Writing at the Online Library of Law and Liberty, professor Michael Greve of George Mason University School of Law frames the issue in this way: “The hallmark of the administrative state is a power once known as ‘prerogative,'” he writes, “that is, the power to make binding rules without law, outside the law, or against the law, exercised by someone other than an elected legislature.”

Some of the most aggressive policy initiatives of recent administrations have been undertaken by the permanent bureaucratic class at the behest of the president, without congressional authorization. The Environmental Protection Agency’s clean power plan — which has engaged nearly every state in the union in litigation concerning its lawfulness — was the product of agency process, and not of congressional mandate. Similarly, the Obama administration’s directive requiring public schools to allow trans-students to use the bathroom corresponding with their gender identity was promulgated by an agency.
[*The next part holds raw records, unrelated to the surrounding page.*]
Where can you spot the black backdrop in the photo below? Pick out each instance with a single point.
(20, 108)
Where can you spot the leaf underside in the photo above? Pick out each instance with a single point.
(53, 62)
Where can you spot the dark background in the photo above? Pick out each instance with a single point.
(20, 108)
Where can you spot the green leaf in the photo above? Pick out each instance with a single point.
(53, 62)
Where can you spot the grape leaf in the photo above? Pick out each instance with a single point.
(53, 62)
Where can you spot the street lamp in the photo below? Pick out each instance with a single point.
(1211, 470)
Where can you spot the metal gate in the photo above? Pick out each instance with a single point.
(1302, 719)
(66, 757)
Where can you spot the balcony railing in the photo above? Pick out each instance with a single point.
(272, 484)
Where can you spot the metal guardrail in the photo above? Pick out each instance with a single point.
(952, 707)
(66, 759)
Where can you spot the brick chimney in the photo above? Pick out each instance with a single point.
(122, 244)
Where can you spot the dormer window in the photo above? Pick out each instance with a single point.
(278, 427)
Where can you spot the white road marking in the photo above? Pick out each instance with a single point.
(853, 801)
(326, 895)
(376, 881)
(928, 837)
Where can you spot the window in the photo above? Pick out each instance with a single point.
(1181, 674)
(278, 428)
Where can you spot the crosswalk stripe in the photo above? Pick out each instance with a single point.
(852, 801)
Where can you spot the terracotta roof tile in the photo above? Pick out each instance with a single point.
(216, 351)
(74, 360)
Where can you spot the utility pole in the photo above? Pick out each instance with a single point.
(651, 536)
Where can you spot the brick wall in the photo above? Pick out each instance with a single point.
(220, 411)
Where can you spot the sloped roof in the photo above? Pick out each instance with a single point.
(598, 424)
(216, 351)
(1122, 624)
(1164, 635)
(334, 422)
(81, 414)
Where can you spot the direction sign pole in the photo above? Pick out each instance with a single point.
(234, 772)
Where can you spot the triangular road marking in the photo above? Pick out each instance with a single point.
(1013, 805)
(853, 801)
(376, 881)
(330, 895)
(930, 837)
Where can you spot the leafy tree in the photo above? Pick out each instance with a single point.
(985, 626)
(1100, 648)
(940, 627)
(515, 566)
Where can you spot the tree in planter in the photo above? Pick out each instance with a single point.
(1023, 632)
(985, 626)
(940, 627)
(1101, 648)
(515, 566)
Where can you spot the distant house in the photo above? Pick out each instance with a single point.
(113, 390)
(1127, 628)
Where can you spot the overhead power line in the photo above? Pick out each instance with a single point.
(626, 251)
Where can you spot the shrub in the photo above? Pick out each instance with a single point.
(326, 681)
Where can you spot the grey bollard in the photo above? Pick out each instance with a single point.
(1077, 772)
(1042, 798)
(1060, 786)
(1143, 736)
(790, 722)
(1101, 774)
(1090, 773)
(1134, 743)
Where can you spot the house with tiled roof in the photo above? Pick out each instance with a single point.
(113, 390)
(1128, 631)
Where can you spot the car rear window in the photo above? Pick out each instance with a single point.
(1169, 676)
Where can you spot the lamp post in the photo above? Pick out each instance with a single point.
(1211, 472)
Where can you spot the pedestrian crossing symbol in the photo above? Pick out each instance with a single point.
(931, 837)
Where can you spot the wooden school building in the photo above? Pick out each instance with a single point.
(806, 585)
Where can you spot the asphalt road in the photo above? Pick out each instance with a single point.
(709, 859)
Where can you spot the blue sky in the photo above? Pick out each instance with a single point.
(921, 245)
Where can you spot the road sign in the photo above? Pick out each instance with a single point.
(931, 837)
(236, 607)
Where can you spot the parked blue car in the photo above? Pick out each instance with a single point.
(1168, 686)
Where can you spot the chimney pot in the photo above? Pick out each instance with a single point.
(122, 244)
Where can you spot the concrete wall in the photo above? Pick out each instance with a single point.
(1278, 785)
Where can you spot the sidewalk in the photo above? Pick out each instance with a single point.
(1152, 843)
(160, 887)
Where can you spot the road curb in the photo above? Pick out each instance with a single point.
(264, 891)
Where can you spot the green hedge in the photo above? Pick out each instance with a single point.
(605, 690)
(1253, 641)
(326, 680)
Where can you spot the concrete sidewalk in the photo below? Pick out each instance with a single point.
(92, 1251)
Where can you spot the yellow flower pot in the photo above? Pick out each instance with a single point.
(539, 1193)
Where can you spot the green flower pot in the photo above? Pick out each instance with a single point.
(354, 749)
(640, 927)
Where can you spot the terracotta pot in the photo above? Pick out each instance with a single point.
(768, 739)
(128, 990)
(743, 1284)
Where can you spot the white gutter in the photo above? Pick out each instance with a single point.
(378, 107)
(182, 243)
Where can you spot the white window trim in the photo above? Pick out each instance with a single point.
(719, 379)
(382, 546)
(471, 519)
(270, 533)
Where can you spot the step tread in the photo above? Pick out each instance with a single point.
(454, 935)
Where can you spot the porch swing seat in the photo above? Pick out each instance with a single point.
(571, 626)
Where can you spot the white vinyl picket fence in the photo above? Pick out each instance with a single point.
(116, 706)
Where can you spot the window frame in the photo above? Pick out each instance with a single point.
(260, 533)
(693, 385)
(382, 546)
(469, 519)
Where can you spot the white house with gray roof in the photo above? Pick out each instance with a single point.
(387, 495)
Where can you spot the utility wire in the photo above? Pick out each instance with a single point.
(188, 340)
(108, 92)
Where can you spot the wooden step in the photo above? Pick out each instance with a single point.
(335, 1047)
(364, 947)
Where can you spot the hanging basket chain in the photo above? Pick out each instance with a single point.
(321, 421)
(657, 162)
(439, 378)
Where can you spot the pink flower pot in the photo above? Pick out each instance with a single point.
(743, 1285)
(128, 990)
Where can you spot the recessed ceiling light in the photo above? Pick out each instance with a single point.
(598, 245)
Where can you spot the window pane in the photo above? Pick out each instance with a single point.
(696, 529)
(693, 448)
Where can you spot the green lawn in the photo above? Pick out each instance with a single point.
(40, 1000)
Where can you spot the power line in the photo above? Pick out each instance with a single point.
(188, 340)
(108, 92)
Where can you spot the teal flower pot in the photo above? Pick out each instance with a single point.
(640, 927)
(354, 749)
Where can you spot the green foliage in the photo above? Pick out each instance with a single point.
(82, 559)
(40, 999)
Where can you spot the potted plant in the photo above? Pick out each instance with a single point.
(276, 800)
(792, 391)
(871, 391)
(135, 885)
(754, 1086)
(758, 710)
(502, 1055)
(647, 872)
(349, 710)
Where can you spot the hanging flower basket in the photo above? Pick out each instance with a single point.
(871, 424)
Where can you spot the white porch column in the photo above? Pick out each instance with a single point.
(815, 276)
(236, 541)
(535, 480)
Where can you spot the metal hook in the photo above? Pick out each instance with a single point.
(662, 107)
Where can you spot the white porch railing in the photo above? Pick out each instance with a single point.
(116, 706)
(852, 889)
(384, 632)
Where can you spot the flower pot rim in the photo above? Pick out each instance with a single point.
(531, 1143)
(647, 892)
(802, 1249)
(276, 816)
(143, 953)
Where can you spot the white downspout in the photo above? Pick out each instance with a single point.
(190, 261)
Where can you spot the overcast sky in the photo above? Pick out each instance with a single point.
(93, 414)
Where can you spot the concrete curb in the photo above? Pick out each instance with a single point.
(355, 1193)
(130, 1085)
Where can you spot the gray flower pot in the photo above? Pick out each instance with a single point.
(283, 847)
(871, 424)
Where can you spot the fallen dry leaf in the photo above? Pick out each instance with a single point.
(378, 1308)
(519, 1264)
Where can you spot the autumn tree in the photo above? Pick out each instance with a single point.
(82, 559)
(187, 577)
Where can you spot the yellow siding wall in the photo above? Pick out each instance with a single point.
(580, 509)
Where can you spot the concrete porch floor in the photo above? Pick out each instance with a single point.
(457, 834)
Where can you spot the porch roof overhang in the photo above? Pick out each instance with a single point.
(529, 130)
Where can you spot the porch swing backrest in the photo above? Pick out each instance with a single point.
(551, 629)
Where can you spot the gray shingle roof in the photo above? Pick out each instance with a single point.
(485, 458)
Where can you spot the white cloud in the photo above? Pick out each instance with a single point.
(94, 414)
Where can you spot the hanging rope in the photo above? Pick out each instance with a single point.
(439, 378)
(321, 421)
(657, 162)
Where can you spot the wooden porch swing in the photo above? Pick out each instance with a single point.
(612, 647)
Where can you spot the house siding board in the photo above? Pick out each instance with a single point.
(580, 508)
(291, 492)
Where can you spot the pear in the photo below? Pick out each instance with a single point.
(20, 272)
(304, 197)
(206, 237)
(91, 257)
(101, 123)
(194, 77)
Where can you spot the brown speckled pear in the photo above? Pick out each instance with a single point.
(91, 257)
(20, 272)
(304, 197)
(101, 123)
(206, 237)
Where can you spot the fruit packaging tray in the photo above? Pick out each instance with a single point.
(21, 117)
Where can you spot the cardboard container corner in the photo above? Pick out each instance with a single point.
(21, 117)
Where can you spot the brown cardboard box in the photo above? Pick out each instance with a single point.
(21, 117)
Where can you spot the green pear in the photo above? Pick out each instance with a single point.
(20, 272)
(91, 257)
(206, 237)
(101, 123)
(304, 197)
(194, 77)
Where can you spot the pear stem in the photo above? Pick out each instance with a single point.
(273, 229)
In a concurring opinion written in August, 2016, Judge Gorsuch wrote a thorough repudiation of perhaps the most important doctrine in the legal architecture supporting the administrative state, called the Chevron doctrine. Chevron requires courts to submit to a federal agency’s interpretation of an ambiguous statute as long as that interpretation is reasonable. Gorsuch’s opinion became something of a cause celebre among critics of Chevron, and among court-watchers for its easy but elegant prose style.

“Rarely will you run across such an elegant legal essay, closely argued and packed with citations yet as accessible as good journalism,” Alison Frankel of Reuters wrote at the time.

“There’s an elephant in the room with us today,” Gorsuch writes. “We have studiously attempted to work our way around it and even left it unremarked. But the fact is Chevron … permit[s] executive bureaucracies to swallow huge amounts of core judicial and legislative power and concentrate federal power in a way that seems more than a little difficult to square with the Constitution of the framers’ design. Maybe the time has come to face the behemoth.”

Elsewhere in the concurrence, Gorsuch calls Chevron, “no less than a judge-made doctrine for the abdication of the judicial duty,” which “certainly seems to have added prodigious new powers to an already titanic administrative state.”

Gorsuch is not alone in his skepticism of the Chevron doctrine. The House of Representatives is currently considering the Separation of Powers Restoration Act, legislation which would repeal the Chevron doctrine.

“This bill modifies the scope of judicial review of agency actions to authorize courts reviewing agency actions to decide de novo (without giving deference to the agency’s interpretation) all relevant questions of law, including the interpretation of: (1) constitutional and statutory provisions, and (2) rules made by agencies,” its summary says.

It’s unclear how many of the high court’s justices share his sympathies. Though the Chief Justice and Justice Samuel Alito have expressed misgivings about the doctrine, the Court has avoided revisiting Chevron and its progeny in recent years.